A. 融資は「お金を借りる」行為ですが、ファクタリングは「売掛金を売る」行為です。
法的には債権の売買に該当し、貸金業法の対象外です。
そのため担保・保証人が不要で、信用情報にも影響しません。

Q. 審査に通らないことはありますか?

A. あります。主に売掛先の信用力が低い場合や、売掛金の証明書類が不足している場合に審査落ちになることがあります。
複数社に申し込むことで通過率を高められます。

Q. 個人事業主・フリーランスでも利用できますか?

A. はい、利用できます。ただし、法人・個人事業主間の取引に基づく請求書(売掛金)が必要です。
給与の前払いを「ファクタリング」として提供する業者は違法の可能性があるため注意が必要です。

Q. 売掛先にファクタリングの利用を知られますか?

A. 2社間ファクタリングであれば原則として売掛先に通知されません。
3社間の場合は売掛先への通知と承諾が必要です。

Q. 売掛先が倒産した場合はどうなりますか?

A. ノンリコース(償還請求権なし)契約の場合、売掛先が倒産しても利用者に返還義務はありません。
リコース契約の場合は返還が必要になるケースがあります。
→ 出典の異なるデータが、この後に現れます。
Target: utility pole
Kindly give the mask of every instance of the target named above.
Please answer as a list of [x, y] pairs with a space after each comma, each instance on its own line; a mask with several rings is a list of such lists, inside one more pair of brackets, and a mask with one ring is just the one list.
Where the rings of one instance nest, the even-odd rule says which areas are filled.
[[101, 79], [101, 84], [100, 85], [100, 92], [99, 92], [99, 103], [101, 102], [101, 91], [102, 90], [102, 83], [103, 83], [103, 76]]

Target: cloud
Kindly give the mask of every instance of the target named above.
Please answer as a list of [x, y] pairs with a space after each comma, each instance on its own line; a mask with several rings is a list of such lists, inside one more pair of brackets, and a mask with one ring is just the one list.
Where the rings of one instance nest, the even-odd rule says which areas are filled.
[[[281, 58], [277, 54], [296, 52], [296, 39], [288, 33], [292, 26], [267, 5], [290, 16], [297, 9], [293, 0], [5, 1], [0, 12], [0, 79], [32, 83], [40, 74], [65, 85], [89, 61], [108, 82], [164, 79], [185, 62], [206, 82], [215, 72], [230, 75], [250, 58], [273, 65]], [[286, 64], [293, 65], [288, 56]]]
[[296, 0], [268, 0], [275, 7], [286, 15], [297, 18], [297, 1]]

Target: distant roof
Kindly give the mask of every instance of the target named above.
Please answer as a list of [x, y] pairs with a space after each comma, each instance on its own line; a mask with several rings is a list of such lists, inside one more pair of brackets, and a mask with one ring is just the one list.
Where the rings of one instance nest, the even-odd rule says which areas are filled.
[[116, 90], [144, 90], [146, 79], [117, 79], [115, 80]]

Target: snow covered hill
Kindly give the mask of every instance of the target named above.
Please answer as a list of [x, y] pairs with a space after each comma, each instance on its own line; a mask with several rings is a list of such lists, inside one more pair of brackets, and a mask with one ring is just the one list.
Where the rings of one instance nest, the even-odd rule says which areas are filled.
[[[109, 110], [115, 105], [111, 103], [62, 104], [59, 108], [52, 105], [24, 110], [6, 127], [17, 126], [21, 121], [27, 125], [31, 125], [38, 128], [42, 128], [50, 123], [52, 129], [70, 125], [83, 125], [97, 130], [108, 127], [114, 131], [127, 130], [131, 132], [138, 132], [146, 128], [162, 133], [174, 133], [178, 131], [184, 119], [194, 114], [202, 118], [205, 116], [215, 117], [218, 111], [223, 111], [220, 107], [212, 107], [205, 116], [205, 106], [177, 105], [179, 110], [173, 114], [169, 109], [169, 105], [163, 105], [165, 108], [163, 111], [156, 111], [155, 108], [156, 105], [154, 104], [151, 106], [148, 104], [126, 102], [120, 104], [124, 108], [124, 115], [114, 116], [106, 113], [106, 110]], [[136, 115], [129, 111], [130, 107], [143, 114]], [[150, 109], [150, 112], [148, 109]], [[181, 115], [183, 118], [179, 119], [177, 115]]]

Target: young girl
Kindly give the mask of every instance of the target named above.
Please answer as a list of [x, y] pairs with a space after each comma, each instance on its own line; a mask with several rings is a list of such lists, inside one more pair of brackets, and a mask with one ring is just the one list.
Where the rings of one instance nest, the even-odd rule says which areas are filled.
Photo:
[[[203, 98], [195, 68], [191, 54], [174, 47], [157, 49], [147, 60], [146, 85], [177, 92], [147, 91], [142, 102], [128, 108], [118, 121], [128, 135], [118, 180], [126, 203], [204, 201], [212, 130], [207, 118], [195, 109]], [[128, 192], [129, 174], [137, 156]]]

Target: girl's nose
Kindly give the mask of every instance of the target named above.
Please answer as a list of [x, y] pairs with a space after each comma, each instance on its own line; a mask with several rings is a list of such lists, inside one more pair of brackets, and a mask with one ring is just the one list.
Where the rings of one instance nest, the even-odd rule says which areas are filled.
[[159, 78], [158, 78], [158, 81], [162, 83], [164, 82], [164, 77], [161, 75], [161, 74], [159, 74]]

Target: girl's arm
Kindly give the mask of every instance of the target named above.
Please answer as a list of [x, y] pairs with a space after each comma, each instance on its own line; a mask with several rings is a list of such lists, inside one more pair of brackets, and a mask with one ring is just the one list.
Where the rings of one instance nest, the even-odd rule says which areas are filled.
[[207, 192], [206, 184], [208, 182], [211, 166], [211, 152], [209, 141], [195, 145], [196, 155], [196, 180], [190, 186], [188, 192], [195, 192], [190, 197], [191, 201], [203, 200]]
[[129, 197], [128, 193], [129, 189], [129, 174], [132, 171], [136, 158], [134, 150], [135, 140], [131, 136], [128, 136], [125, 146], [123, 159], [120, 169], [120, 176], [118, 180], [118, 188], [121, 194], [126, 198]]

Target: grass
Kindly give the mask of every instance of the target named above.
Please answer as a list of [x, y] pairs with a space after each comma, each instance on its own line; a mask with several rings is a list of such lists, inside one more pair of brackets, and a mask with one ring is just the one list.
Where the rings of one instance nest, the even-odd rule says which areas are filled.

契約前に必ず確認しましょう。

まとめ

ファクタリングは、売掛金を売却して即日〜数日で現金化できる資金調達手段です。
借入ではないため負債が増えず、担保・保証人不要で信用情報にも影響しません。
2社間(手数料10〜30%目安・秘密保持)と3社間(手数料1〜9%目安・通知必要)のどちらを選ぶかは、コストとスピードのバランスで判断しましょう。
手数料は非課税で、複数社への見積もり比較が節コストの鍵となります。
資金繰りにお悩みの際は、まずは無料相談からはじめてみることをおすすめします。